Salzburger Nachrichten am 1. März 2006 - Bereich: Kultur
Schauen, fühlen, warten

In seinen Arbeiten legt der Bildhauer Karl Prantl das Wesen der Steine frei. Im SN-Gespräch plädiert er für eine stärkere Etablierung der Bildhauerei in Salzburg.

CLEMENS PANAGLSALZBURG (SN). "Steine muss man doch angreifen, man muss ihre Sinnlichkeit mit den Fingern spüren", sagt Karl Prantl und stützt sich für das nächste Foto mit beiden Händen auf die weiße, oval geformte Skulptur, die derzeit im Foyer des Salzburger Museums der Moderne steht.

Dieser Stein ist nicht die einzige Spur, die der Bildhauer in Salzburg hinterlassen hat. Vor dem Museum liegt eine Dauerleihgabe Prantls in Gestalt eines riesigen, radförmigen, smaragdgrünen Steines, dessen polierte Oberfläche ebenfalls darauf wartet, befühlt zu werden, im Haus sind mehrere Arbeiten des 82-jährigen Burgenländers im Rahmen der Ausstellung "Zero. Künstler einer europäischen Bewegung - Sammlung Lenz Schönberg 1956 bis 2006" zu sehen. Und im Toskanatrakt zeugt eine Skulpturengruppe davon, dass Prantl vor 20 Jahren eine Bildhauerklasse für die Salzburger Sommerakademie angeregt hat. Seither wird jeden Sommer im Steinbruch am Untersberg gewerkt.

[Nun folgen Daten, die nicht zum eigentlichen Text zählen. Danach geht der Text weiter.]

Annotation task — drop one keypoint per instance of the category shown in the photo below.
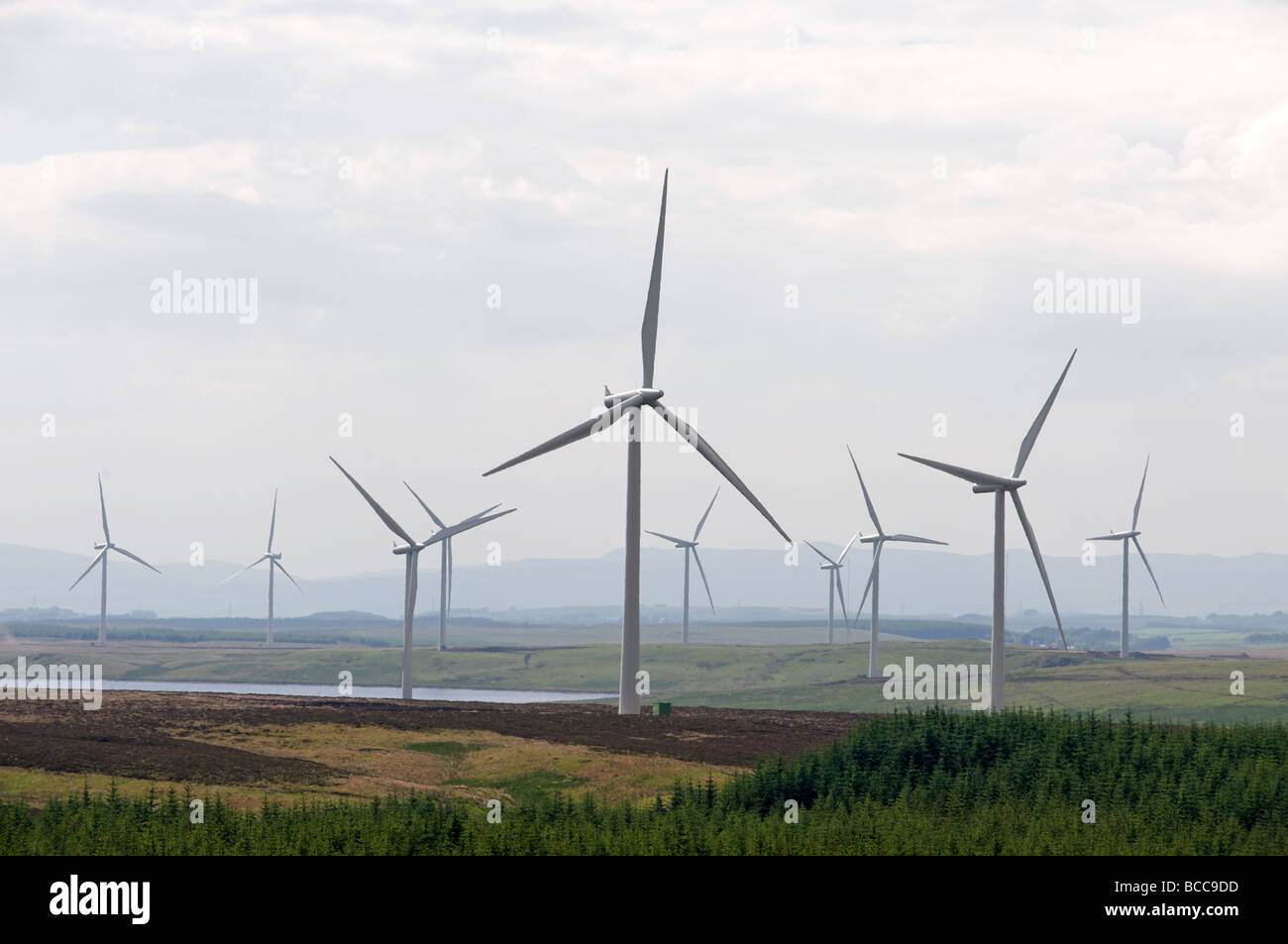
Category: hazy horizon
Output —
(449, 217)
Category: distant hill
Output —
(747, 584)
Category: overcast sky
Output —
(450, 218)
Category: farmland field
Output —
(815, 678)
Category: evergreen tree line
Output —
(934, 782)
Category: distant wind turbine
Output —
(630, 403)
(274, 562)
(1000, 485)
(445, 575)
(412, 550)
(1133, 536)
(102, 558)
(833, 584)
(877, 543)
(692, 546)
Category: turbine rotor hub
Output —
(651, 395)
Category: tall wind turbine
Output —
(1000, 485)
(877, 543)
(1133, 536)
(692, 546)
(412, 550)
(274, 562)
(833, 586)
(631, 403)
(445, 575)
(102, 558)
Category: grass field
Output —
(819, 678)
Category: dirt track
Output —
(159, 734)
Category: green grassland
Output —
(752, 677)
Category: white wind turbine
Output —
(630, 403)
(877, 543)
(1001, 485)
(412, 550)
(692, 546)
(274, 561)
(102, 558)
(445, 575)
(1133, 536)
(833, 584)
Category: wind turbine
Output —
(445, 575)
(833, 586)
(412, 550)
(631, 403)
(692, 546)
(877, 543)
(1133, 536)
(274, 561)
(1000, 485)
(102, 557)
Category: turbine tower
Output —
(631, 403)
(833, 584)
(274, 561)
(1001, 485)
(445, 575)
(877, 543)
(412, 550)
(102, 558)
(1133, 536)
(692, 546)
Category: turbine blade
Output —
(117, 548)
(648, 333)
(375, 506)
(913, 539)
(666, 537)
(102, 504)
(1037, 557)
(1141, 552)
(822, 556)
(704, 581)
(1134, 514)
(463, 526)
(239, 574)
(702, 446)
(961, 472)
(580, 432)
(1026, 446)
(698, 530)
(271, 523)
(483, 511)
(872, 511)
(872, 574)
(91, 566)
(438, 522)
(278, 566)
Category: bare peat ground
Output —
(160, 736)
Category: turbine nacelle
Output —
(647, 394)
(1012, 484)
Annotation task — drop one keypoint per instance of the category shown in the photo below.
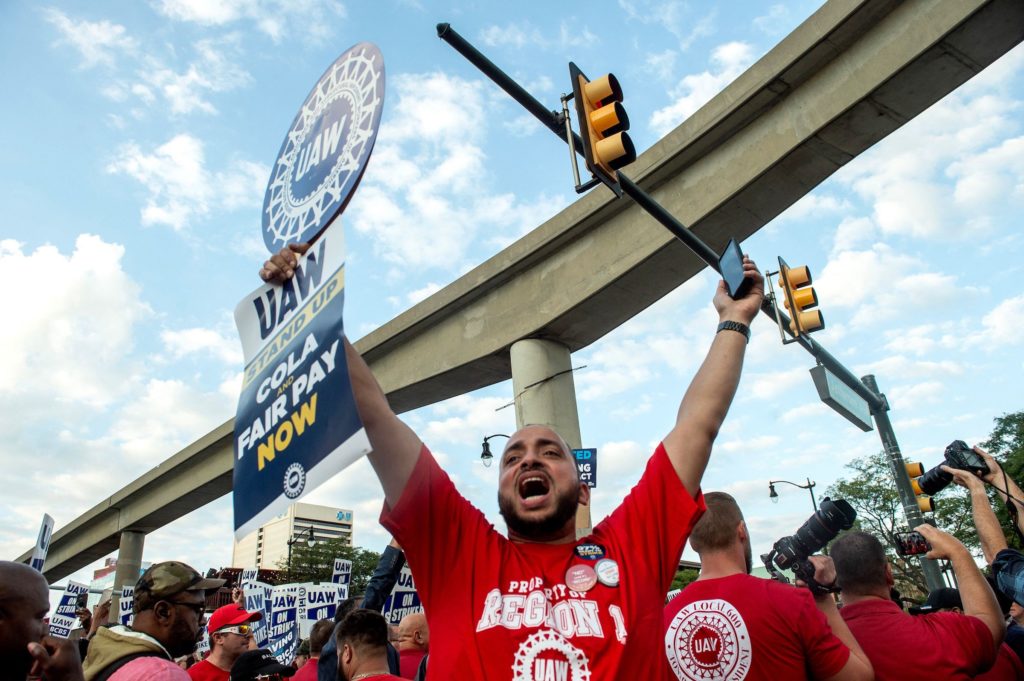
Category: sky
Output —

Ein Zeichen für eine starke Präsenz der Bildhauerei in Salzburg? Für Prantl ein viel zu schwaches: "Schade, dass die Stadt hier so eine große Chance vergibt. Überall werden Bilderhauerklassen geschlossen. Und hier wäre eine Stadt, die aus Stein gebaut ist, die mit dem Untersberg und Adnet zwei große Steinbrüche hat. Früher wurde sogar auf dem Rainberg mitten in der Stadt Stein gebrochen. Und es gibt eine Kunsthochschule. Da müsste man eine Chance erkennen, etwas Neues zu etablieren. Eigentlich dürften die Verantwortlichen keine Nacht ruhig schlafen, bevor das nicht geschehen ist!"

Geht es darum, den stummen Steinen zu ihrem Recht zu verhelfen, kommt Karl Prantl in Fahrt. Ansonsten pflegt der studierte Maler und bildhauerische Autodidakt einen leisen, bedächtigen Zugang zu seiner Kunst - einige seiner Arbeiten sind in ihren Titeln als "Meditationssteine" ausgewiesen, andere strahlen durch ihre Form mächtige Ruhe und Tiefe aus. "Schauen sie sich die Sportler an, die von Olympia heimgekommen sind. Da geht es um Geschwindigkeit, um Zehntelsekunden. Das ist legitim, aber wenn man sich mit Stein beschäftigt, ist eben dieses Moment der Dauer stärker. Da geht es nicht um Tempo, sondern um genaues Hinschauen und Hinhören."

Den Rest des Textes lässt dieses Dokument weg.